The provocative T-shirt drew the ire of student Maxine Yeakle’s classmates, who said they considered all supporters of Donald Trump to be racist, according to The Sun Sentinel. Their criticisms became disruptive, and as a result, Yeakle was sent to the principal’s office. The disrupters were not punished: only the girl whose political advocacy inspired the others to misbehave was punished.
Yeakle was told she had to change into a different shirt or be suspended. Her father chose to pull her out of school:
“My consequence was I either had to wear a shirt that’s kind of, you know, humiliating because I have never gotten a dress code violation before,” or possibly face in-school suspension if she didn’t comply, she said.

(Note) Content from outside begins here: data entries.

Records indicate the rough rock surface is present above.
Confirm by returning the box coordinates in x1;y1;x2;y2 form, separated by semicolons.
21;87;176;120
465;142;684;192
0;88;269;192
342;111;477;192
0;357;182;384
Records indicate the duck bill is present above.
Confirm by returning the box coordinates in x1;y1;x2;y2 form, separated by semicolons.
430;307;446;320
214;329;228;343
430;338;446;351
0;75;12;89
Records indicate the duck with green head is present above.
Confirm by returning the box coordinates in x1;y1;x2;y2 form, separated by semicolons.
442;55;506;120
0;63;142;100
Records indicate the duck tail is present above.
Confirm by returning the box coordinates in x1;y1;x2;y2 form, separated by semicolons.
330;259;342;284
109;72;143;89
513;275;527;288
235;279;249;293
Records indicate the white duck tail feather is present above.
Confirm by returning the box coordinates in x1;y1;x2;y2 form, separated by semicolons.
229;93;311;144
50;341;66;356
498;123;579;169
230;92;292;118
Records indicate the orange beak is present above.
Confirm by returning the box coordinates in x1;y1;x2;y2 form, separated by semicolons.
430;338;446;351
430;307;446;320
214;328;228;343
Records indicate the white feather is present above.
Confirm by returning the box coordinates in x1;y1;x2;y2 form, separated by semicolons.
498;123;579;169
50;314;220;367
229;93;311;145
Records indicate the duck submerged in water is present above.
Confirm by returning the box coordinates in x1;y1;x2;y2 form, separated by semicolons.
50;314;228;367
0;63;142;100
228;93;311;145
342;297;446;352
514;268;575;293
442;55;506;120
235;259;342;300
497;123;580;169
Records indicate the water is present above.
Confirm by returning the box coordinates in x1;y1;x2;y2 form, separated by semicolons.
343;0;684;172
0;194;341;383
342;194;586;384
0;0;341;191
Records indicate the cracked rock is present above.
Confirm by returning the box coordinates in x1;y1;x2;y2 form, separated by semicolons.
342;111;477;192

District policy prohibits attire that “substantially or potentially disrupts the educational environment.” Courts, unfortunately, have given schools broad latitude to punish political expression when it’s perceived as a nuisance. What happened here is akin to the heckler’s veto: kids had a problem with Yeakle’s opinion, they caused a problem, and Yeakle was censored because of the problem that they caused.
“Hillary for Prison” may not be a politically-correct slogan, but public schools shouldn’t be so eager to punish students for expressing views that make other people a little uncomfortable. They’re teaching young people that they don’t have First Amendment rights, and that’s a problem. Today’s censorship-loving college students learned it somewhere.